Based on the latest data, when would the Gulf Stream slow down to a halt and interrupt our Earth systems? What are the projected direct consequences of this? They've taught us about this since my undergrad 10 years ago but I have no idea on the latest data/projections.

(Hall) The Gulf Stream is often conflated with the northward branch of the Atlantic Meridional Overturning Circulation (AMOC). The Gulf Stream is at least partially the result of a conservation of potential vorticity (rotational energy from the Earth spinning), which is related to the North Atlantic gyre rather than AMOC. There's also an aspect that's driven by salt and heat gradients—which would be AMOC—and that's the contentious part where there's a range of outcomes.

Assuming you use a black-box model for machine learning, after the machine has detected some kind of pattern, how do you go about trying to understand it? Is there a process to use that can help derive equations, relationships between variables, etc.?

(Molina) Explainable AI (XAI) has a range of methods that can be used to explain deep learning models after they have been trained. These include variable importance type analyses, heat maps that show where a neural network is looking for a prediction (e.g. layer-wise relevance propagation) and symbolic regression (which can provide a mathematical equation describing a relationship among the data). All these methods are available open source.

How do the last two years of global weather compare to the last Intergovernmental Panel on Climate Change (IPCC) report forecasts? 

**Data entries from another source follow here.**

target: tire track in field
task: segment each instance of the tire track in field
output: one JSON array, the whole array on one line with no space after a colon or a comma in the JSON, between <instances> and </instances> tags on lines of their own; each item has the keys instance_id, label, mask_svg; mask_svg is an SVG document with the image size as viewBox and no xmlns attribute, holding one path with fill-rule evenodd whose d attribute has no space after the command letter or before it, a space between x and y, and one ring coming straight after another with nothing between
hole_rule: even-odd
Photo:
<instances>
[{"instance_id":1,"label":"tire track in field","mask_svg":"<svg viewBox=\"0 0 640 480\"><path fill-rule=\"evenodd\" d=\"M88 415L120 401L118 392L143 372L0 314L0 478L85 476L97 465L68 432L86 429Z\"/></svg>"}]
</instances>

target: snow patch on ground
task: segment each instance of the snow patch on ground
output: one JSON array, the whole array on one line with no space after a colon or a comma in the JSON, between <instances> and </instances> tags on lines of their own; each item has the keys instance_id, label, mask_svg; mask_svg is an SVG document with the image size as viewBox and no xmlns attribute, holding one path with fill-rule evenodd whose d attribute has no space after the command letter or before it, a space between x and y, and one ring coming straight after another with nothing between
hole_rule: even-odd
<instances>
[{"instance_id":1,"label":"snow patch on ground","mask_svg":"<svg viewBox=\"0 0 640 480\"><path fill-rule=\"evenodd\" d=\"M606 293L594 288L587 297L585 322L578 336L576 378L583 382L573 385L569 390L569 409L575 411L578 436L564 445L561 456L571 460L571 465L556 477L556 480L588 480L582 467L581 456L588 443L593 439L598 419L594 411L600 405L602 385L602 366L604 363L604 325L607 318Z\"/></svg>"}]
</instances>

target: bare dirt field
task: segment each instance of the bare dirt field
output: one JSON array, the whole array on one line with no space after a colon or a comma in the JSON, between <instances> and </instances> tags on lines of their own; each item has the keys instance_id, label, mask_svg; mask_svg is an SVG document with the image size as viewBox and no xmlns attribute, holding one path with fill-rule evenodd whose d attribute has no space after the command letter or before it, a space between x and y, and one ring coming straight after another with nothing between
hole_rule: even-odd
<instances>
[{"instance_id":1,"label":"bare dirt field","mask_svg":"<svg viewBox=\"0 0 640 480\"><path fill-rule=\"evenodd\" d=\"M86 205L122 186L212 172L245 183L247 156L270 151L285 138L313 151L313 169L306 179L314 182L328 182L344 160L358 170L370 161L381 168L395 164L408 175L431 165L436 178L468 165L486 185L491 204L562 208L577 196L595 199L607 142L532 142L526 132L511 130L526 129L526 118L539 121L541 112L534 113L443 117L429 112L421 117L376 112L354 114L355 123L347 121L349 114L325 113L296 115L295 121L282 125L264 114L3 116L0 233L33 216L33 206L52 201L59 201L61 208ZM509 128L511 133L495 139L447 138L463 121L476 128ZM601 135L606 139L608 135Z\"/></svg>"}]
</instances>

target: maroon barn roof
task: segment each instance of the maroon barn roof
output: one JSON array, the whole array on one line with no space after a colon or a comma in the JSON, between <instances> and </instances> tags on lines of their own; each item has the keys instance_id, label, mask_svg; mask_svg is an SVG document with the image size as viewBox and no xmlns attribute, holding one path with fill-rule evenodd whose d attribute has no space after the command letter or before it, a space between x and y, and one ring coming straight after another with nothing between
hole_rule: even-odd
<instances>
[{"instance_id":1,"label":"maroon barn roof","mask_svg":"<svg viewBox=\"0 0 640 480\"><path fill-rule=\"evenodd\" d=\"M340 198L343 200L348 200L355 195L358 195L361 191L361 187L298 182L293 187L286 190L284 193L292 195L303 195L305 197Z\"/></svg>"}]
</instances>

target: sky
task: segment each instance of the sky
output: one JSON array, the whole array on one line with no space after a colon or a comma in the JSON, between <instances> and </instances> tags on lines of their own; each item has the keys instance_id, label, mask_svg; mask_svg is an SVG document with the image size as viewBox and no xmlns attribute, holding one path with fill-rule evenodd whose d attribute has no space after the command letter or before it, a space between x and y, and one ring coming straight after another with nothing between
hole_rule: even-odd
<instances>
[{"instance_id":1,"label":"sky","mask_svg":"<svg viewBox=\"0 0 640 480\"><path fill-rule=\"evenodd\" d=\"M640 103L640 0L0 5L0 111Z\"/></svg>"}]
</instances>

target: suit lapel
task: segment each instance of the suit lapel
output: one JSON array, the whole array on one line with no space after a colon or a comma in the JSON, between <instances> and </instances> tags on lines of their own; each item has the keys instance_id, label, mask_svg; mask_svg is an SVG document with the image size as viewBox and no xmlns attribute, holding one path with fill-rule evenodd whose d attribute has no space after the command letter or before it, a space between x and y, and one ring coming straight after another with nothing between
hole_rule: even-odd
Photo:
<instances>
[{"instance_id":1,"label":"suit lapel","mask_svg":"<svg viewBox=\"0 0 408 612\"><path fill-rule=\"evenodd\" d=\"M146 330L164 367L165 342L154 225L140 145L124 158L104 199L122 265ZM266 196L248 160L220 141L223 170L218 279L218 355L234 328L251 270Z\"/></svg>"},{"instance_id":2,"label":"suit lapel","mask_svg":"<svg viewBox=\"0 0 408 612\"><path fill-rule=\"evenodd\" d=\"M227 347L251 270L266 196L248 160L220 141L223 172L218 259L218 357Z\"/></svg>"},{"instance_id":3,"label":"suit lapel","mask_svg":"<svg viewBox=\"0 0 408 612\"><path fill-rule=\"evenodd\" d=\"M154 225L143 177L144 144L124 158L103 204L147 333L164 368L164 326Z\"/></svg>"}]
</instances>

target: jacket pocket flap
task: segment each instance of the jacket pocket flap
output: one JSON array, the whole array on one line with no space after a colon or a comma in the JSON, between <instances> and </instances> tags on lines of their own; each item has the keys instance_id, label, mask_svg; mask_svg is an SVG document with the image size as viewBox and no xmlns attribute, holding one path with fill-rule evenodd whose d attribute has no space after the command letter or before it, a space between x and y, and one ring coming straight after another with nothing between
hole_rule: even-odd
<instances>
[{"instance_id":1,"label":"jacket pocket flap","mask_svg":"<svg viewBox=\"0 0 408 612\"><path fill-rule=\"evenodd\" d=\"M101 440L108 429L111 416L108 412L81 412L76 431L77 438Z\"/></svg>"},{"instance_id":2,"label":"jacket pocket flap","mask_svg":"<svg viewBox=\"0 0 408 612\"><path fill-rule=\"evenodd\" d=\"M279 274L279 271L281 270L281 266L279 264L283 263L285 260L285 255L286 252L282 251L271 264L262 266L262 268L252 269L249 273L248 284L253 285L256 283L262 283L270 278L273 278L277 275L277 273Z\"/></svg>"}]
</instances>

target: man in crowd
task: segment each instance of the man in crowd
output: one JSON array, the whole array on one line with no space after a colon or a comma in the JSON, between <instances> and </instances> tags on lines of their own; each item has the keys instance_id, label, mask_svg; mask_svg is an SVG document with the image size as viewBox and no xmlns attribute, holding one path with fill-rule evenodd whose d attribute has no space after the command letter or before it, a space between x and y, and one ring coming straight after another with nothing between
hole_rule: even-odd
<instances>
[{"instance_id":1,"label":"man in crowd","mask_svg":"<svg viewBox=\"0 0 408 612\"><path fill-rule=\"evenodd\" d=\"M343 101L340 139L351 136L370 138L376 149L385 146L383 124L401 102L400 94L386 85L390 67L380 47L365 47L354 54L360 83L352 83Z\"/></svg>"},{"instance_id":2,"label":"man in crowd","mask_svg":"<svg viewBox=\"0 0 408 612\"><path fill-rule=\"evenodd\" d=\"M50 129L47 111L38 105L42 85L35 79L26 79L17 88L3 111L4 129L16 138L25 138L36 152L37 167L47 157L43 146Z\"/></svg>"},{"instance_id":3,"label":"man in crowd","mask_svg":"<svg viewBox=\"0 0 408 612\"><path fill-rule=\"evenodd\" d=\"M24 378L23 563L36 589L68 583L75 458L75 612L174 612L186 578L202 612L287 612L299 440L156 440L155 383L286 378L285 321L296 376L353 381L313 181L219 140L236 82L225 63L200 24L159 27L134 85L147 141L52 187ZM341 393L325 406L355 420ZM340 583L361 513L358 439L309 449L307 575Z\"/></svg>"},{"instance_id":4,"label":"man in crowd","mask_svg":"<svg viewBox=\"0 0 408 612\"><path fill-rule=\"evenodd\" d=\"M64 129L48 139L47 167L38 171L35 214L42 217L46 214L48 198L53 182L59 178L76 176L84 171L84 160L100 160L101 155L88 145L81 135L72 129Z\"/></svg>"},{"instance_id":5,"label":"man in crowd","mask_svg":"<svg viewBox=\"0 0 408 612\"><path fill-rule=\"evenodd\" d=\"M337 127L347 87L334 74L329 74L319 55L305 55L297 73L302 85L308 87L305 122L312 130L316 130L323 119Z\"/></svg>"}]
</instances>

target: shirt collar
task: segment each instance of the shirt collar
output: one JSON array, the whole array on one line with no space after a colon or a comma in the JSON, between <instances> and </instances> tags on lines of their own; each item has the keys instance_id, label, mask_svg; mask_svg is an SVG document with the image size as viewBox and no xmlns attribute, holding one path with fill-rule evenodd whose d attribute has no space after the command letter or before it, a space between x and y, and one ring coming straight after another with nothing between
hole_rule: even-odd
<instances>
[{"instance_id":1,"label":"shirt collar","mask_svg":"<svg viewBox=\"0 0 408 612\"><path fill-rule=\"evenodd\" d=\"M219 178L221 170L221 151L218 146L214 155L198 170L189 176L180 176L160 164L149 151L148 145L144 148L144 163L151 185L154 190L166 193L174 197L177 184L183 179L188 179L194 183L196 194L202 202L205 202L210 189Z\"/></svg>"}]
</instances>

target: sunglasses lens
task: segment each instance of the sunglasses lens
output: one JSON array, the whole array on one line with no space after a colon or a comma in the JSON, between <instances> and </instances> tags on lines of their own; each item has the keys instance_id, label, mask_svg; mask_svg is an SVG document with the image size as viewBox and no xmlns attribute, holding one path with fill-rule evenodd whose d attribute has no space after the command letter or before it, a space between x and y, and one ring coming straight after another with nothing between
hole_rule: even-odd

(Group) The IPCC report does not issue forecasts, so there's not really a way for us to evaluate the last two years against it. The IPCC just reflects our current best scientific understanding of the processes and effects of climate change. They're taking climate model simulations running out to 2100 under different emissions scenarios from different modeling centers and referencing the latest research. You can take a look at the Community Earth System Model or other models to take a look at different climate model tracks for the future.